As a result of the change in the discount rate applied, accretion of decommissioning obligation expense decreased by $674,000 for the year ended December 31, 2010 (March 31, 2010 - $178,000).

(F) Under previous GAAP, the deferred tax liability associated with the renouncement of tax deductions from the issuance of flow through shares was recorded as a reduction in share capital at the time of renouncement. Under IFRS, the difference between the deferred tax liability associated with the renouncement of the tax deductions and the premium price received on the issuance of flow through shares over the market value of the Company's common shares at the time of issue is recorded as a deferred tax expense as the expenditures are incurred. This deferred tax expense effectively represents the net loss on the distribution of the tax deductions to investors. The transitional adjustment resulted in an increase of $3.4 million to share capital with a resulting offset being charged to retained earnings.

For the year ended December 31, 2010, a deferred tax expense of $12.6 million (March 31, 2010 - $5.2 million) was recognized as a result of changes in the temporary difference between the net book value and the tax basis of the assets and liabilities due to other adjustments discussed.
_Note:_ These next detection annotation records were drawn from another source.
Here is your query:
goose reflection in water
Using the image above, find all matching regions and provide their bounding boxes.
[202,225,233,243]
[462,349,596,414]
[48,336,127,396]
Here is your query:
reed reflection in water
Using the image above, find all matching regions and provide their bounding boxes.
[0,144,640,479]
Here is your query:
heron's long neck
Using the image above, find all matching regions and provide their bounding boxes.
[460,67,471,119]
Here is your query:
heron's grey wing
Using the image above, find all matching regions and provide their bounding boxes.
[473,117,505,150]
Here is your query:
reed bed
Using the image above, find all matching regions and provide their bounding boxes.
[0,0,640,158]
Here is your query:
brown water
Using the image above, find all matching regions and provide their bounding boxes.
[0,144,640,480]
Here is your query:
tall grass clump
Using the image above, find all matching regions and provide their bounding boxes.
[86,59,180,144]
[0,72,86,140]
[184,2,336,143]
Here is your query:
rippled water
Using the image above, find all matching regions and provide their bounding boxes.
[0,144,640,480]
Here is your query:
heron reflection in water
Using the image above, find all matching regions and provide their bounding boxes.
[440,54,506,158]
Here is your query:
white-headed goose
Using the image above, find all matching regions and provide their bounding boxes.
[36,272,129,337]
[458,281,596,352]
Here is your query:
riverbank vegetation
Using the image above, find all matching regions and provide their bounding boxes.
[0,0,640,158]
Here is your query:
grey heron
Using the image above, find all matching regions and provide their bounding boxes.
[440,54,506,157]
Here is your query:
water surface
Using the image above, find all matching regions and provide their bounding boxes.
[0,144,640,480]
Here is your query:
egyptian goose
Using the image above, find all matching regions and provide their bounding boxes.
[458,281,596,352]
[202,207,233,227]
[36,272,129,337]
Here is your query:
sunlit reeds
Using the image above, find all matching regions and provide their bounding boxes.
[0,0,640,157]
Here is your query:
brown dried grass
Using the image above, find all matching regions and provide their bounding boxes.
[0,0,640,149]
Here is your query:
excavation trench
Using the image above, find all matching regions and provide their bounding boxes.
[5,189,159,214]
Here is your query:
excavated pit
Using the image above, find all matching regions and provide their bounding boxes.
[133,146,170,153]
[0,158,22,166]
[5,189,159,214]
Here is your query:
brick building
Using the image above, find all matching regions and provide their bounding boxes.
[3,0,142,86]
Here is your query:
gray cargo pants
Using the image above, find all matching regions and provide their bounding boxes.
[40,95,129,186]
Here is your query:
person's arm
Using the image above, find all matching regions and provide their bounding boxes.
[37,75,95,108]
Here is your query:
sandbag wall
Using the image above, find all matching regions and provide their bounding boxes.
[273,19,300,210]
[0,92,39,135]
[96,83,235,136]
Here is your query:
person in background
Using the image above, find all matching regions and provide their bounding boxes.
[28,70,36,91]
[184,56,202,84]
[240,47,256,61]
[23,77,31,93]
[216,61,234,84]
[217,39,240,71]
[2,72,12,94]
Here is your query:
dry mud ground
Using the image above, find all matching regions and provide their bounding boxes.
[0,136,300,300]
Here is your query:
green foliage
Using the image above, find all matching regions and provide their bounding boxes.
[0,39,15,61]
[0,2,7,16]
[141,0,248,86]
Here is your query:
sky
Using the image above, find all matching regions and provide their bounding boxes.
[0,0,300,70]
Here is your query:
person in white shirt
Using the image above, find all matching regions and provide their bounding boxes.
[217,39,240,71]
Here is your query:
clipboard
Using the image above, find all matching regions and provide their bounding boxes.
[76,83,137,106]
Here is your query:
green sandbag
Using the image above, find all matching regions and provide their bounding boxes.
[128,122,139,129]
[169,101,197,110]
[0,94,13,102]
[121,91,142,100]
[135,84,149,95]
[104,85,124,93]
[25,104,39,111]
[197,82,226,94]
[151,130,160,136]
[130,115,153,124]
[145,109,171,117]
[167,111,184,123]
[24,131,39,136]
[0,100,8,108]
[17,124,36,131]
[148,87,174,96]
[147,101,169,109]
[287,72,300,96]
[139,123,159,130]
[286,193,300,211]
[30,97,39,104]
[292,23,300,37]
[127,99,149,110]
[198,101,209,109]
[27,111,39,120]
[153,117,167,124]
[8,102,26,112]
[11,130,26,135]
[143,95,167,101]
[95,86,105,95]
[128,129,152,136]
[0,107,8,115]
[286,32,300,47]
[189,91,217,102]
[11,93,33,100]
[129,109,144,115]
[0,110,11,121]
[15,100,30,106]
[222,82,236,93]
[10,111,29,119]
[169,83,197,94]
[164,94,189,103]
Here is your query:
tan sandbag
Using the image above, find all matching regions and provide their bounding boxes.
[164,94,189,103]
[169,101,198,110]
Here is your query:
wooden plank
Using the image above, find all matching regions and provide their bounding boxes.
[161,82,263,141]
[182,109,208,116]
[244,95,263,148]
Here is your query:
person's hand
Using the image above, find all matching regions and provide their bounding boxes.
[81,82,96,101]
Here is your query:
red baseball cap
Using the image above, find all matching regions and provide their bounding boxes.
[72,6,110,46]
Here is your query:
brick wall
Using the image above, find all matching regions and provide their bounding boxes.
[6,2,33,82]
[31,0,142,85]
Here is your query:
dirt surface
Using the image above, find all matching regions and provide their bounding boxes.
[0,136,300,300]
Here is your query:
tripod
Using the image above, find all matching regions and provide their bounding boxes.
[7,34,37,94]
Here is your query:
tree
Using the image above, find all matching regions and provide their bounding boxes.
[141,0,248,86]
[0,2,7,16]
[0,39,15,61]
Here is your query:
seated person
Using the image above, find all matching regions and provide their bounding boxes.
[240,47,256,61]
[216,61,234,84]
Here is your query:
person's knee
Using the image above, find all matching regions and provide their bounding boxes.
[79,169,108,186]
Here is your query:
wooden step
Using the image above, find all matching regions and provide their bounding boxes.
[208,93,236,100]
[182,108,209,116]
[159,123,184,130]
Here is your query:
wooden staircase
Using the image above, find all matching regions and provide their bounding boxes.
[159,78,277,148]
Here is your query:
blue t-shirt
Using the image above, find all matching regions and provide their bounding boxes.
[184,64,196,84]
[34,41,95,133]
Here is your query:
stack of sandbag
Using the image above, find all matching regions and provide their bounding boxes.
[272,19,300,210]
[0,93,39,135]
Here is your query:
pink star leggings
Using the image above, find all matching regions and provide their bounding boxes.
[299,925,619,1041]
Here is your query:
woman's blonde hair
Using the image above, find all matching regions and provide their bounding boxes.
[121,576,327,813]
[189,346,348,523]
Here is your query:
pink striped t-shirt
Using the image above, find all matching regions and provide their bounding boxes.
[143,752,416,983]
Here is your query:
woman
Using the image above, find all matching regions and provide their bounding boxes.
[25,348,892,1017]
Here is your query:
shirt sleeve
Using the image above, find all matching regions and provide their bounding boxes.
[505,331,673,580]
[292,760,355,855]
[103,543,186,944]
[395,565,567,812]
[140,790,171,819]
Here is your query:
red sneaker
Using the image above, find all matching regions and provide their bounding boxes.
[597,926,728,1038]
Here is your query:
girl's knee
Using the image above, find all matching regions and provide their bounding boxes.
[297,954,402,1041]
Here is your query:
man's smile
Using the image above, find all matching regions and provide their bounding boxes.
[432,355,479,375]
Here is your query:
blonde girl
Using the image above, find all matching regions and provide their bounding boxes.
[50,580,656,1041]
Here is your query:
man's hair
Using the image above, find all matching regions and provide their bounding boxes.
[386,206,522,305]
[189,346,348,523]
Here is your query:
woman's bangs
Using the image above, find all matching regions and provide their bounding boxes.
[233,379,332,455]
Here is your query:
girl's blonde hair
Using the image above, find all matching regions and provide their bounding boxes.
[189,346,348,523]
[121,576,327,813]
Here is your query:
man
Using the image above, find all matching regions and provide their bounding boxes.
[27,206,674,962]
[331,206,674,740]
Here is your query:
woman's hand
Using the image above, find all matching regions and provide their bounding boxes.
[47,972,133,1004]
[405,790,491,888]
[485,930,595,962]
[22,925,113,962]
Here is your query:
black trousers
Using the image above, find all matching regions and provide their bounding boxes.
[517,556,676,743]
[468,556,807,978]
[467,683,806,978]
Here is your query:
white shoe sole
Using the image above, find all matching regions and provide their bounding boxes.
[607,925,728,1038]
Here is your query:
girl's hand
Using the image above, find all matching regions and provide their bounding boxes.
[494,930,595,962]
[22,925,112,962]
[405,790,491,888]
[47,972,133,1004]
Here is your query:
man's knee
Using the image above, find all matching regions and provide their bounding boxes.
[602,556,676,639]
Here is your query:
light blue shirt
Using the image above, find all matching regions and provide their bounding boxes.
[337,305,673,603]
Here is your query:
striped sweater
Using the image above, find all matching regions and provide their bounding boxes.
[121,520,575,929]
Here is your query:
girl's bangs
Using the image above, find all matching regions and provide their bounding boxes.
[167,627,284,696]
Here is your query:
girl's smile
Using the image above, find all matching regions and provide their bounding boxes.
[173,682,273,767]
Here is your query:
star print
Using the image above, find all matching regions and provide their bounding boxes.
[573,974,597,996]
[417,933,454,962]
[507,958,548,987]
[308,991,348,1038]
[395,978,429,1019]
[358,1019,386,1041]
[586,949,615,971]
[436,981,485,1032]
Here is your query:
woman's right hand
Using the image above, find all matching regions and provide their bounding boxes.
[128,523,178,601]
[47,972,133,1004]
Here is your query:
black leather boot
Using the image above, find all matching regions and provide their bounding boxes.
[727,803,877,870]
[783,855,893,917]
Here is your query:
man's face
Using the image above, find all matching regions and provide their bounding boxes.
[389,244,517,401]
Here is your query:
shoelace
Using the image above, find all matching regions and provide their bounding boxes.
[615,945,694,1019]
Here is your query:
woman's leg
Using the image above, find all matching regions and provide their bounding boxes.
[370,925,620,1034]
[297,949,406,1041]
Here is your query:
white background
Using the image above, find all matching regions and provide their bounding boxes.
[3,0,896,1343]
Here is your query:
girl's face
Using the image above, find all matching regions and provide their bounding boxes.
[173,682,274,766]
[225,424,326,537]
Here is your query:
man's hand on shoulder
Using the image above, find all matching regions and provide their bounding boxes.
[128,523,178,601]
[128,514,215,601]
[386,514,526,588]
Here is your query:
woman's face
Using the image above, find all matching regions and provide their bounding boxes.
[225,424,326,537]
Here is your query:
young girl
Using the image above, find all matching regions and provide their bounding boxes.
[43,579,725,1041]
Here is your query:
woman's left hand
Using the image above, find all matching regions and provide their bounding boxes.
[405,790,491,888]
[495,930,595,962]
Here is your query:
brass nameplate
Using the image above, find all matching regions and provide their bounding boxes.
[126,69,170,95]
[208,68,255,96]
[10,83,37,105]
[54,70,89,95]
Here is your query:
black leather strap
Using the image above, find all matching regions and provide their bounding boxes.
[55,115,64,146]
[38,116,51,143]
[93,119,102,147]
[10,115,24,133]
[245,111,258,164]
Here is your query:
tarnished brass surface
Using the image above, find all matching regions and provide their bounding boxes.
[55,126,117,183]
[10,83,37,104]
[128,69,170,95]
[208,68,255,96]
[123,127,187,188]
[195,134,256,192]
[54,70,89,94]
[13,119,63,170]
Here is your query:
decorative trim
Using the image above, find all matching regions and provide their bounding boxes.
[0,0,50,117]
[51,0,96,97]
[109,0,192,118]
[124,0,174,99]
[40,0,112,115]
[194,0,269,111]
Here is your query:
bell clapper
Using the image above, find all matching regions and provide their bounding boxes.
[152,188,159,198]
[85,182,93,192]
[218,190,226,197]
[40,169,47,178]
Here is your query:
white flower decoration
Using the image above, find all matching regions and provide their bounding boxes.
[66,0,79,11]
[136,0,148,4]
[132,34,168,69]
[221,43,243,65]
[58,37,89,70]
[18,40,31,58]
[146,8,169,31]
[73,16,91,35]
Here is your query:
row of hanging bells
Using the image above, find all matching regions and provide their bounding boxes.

(G) Under previous GAAP, Crew expensed stock-based compensation on a straight-line basis. Under IFRS, share-based payments are expensed based on a graded vesting schedule. Crew also incorporated a forfeiture multiplier rather than accounting for forfeitures as they occur as currently practiced under previous GAAP. The adjustment to contributed surplus to account for the graded vesting and forfeitures was an increase of $2.7 million with the offset being charged to retained earnings. This resulted in less than a $0.1 million change for the three month ended March 31, 2010 and a $1.0 million increase to stock-based compensation expense for the year ended December 31, 2010.

(H) Divestitures - Under previous GAAP, proceeds from divestitures were deducted from the full cost pool without recognition of a gain or loss unless the divestiture resulted in a change in the depletion rate of 20% or greater in which case, a gain or loss was recorded. Under IFRS, gains and losses are recorded on divestitures and are calculated as the difference between the proceeds and the net book value of the asset disposed of. For the year ended December 31, 2010, the Company recorded a $48.2 million (March 31, 2010 - $9.9 million) gain on disposition of oil and gas properties for IFRS as compared to nil under previous GAAP.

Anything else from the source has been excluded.